Hold a flashlight level with your eyes. You’ll look a little silly doing this, but it means the light will reflect from the spiders’ eyes at an easier angle for you to spot. Sweep the light across the grass about 15 or 20 feet away. If you see a bright point of eerie green light, that’s your flashlight beam reflecting off a spider’s eyes. Feel free to walk over and check it out; you’ll probably be surprised at how bright the eyeshine from even a tiny spider can be.


In most of North America, you’ll probably find mostly wolf spiders, whose venom isn’t dangerous to humans, but you should still be careful. You may also see some red reflections out there in the dark; they’re probably June bugs or moths.

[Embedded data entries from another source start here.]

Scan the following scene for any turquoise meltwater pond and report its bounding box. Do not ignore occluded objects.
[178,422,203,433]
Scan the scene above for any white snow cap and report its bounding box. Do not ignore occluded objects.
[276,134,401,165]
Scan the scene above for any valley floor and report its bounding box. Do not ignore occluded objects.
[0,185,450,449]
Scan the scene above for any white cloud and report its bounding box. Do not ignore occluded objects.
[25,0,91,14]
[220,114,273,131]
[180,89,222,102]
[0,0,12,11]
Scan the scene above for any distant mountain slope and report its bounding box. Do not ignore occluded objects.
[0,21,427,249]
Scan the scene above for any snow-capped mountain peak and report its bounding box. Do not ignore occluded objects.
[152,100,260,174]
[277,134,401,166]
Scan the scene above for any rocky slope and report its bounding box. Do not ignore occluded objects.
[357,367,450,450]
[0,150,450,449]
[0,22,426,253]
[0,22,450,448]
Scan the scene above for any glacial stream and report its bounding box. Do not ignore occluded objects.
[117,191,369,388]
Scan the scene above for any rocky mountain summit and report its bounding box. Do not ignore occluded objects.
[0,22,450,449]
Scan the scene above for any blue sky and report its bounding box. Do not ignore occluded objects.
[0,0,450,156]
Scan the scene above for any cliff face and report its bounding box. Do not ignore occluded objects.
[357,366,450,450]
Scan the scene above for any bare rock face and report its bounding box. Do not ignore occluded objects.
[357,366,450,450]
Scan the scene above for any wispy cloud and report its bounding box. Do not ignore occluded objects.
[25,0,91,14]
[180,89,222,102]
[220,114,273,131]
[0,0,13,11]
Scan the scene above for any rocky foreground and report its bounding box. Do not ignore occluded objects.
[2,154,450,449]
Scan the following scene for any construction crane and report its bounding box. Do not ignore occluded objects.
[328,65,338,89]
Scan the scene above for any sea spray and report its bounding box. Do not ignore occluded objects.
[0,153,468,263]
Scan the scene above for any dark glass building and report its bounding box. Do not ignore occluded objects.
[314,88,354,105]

This one’s just minding its business, not staring at you at all, honest. Image: Wikimedia Commons

Looking at You?


Hi, there! Image: Wikimedia Commons

Spiders have eight eyes, but they don’t actually see that well. Wolf spiders have the second-best vision in the class Arachnida, after jumping spiders — but even jumping spiders see only about as well as cats. Although cats have excellent night vision, and they’re great at seeing even the slightest motion, their vision isn’t actually very sharp. The world looks brighter, but blurrier, to a cat or a jumping spider.


The world looks even blurrier to a wolf spider. To find prey and dodge predators, they rely more on their ability to sense vibrations. That means, of course, that they still know exactly where you are. Especially the one on your shoulder.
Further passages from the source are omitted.